Detect Chinese Character in Unicode String
Recently, when trying to convert some directory/file names between Chinese and English, it is necessary to detect if a Unicode string contains Chinese characters. Unfortunately, Chinese language detection, or language detection, is not easy. There are several options:
- Use API of Microsoft Language Detection in Extended Linguistic Services
- Use the Detect API of Microsoft Translator
- Microsoft has a sample C# package for language identification
- Take the character range of East Asia languages (CJK Unified Ideographs (Han), where CJK means Chinese-Japanese-Korean) from the Unicode charts, and detect whether each character is in the range.
- Use Google Chrome’s language detector, since Chrome is open source.

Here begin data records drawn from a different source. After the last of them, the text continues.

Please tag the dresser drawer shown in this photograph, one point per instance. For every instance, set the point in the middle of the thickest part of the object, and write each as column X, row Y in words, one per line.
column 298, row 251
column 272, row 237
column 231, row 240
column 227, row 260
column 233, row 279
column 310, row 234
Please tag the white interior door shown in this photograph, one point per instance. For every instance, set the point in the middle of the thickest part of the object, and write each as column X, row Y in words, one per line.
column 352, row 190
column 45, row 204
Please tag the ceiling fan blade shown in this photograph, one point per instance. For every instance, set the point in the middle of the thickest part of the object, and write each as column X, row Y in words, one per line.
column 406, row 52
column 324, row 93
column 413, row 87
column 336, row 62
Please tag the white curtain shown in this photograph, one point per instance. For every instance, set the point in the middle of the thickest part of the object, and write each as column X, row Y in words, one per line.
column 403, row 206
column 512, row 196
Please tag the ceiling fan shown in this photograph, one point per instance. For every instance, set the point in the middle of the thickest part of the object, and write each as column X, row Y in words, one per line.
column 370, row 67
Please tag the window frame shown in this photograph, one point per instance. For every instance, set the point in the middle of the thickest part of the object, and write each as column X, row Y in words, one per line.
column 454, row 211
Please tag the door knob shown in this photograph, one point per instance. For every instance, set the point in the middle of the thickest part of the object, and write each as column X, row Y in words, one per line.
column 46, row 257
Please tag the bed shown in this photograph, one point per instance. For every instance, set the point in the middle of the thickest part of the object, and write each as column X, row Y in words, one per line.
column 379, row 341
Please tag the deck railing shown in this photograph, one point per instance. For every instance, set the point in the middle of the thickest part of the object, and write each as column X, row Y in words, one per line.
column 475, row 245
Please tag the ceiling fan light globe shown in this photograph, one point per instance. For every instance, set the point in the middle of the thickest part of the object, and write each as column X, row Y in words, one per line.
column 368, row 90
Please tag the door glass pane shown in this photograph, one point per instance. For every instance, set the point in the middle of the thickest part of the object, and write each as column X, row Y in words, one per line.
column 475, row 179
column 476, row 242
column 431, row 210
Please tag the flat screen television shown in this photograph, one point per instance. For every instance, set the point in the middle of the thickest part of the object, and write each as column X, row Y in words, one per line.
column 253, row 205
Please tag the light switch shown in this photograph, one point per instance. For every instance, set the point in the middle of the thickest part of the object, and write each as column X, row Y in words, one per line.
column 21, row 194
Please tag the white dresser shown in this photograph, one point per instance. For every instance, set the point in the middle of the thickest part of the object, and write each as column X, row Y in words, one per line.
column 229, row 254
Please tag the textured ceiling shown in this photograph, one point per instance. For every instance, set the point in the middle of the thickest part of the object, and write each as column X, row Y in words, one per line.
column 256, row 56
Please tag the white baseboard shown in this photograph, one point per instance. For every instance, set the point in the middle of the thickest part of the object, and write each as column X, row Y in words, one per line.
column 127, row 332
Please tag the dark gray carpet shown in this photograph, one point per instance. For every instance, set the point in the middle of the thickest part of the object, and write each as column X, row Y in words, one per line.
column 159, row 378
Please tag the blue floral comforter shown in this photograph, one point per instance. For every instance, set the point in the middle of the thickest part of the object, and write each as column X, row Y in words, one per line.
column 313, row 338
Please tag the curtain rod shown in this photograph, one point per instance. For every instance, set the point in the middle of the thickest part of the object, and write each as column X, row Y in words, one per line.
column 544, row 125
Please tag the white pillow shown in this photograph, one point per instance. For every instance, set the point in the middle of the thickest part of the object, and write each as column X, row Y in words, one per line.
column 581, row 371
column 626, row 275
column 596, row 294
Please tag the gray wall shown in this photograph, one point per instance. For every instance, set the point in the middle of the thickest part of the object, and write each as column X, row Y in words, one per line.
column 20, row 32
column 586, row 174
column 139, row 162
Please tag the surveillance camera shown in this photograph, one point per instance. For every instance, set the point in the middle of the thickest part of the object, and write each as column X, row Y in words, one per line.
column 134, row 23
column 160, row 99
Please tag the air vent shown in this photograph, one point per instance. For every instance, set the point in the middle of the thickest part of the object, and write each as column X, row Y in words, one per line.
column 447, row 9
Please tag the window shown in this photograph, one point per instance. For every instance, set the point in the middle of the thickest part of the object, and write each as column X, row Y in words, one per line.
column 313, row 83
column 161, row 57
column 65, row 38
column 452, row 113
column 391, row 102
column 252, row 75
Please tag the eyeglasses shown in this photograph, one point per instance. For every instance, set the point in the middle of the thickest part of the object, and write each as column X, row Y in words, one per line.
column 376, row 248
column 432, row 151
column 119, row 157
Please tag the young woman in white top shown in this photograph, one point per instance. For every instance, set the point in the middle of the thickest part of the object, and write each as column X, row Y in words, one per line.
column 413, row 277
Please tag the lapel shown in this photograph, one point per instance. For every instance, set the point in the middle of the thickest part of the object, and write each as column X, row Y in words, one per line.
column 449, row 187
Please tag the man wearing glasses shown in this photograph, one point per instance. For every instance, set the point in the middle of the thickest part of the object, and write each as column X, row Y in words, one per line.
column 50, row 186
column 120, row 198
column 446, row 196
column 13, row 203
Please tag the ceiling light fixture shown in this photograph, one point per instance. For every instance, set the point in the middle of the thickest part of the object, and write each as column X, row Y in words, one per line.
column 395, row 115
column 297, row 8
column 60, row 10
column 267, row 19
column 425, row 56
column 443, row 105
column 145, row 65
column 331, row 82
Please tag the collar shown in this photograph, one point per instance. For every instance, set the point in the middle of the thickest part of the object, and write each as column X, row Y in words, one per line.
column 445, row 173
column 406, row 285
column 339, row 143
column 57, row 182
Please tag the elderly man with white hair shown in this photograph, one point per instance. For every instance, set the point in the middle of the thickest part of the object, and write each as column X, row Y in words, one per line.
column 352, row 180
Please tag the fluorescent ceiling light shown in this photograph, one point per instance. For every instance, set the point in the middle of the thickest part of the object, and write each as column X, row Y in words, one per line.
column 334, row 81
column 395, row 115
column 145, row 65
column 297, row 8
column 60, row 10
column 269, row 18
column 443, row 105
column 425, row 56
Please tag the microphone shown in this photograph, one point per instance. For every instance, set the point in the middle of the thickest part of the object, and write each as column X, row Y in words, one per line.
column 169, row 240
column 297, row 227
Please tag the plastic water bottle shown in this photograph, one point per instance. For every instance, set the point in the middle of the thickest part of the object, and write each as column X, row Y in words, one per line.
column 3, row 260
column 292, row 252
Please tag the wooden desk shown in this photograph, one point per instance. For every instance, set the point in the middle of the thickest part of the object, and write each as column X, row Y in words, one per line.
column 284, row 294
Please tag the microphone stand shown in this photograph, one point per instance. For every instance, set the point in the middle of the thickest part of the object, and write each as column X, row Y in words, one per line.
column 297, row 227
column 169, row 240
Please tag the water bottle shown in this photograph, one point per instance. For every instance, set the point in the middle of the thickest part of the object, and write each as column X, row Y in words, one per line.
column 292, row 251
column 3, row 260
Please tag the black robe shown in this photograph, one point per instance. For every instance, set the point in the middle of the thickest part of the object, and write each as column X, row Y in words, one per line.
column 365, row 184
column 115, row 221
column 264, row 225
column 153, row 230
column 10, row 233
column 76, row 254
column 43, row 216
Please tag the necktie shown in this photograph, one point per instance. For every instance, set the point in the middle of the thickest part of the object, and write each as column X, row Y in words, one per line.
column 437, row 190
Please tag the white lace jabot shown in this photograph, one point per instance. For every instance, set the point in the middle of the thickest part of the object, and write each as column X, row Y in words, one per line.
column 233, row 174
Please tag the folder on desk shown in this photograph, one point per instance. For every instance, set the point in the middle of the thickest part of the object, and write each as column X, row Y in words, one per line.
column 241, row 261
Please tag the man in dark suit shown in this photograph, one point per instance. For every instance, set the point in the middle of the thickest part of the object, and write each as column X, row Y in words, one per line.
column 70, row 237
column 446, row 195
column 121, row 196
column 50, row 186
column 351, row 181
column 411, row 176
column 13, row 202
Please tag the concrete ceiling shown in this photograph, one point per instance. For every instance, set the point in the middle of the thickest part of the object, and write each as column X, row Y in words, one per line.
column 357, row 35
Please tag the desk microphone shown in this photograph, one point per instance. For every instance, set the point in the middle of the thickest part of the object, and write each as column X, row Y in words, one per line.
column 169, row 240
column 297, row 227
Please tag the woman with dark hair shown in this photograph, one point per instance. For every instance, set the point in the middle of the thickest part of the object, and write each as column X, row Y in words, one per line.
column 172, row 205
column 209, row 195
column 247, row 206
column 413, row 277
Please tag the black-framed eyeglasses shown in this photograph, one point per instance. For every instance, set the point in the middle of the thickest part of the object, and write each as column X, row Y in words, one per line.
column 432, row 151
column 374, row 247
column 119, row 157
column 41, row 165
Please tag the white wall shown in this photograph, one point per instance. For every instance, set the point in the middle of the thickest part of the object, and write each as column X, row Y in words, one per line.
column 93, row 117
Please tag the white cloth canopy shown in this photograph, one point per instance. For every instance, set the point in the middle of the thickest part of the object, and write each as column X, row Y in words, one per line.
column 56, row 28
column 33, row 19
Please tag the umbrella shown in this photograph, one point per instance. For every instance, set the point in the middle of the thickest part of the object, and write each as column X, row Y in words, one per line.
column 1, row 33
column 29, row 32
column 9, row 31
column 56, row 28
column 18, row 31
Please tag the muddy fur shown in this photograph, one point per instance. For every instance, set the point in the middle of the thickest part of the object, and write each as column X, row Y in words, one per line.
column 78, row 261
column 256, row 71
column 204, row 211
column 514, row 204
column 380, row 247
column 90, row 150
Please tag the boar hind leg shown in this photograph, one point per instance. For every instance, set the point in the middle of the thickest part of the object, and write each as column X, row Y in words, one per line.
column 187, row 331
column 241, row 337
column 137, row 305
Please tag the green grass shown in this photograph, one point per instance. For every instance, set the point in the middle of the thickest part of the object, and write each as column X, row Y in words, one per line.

These are all practical, but it would be nice if there is a simple stupid solution. Actually .NET has an infamous enum System.Globalization.UnicodeCategory, it has 29 members:
- UppercaseLetter
- LowercaseLetter
- OpenPunctuation
- ClosePunctuation
- MathSymbol
- OtherLetter
- …
And there are 2 APIs accepting a char and returning the char’s UnicodeCategory:
- char.GetUnicodeCategory
- CharUnicodeInfo.GetUnicodeCategory
So, generally, the following extension method detects if a string contains char in the specified UnicodeCategory:
public static bool Any(this string value, UnicodeCategory category) => !string.IsNullOrWhiteSpace(value) && value.Any(@char => char.GetUnicodeCategory(@char) == category);
Chinese characters are categorized into OtherLetter, so the Chinese detection problem can becomes OtherLetter detection.
public static bool HasOtherLetter(this string value) => value.Any(UnicodeCategory.OtherLetter);
The detection is easy:
bool hasOtherLetter = text.HasOtherLetter();
It is not totally accurate for Chinese language, but it works very well to distinguish English string and Chinese string.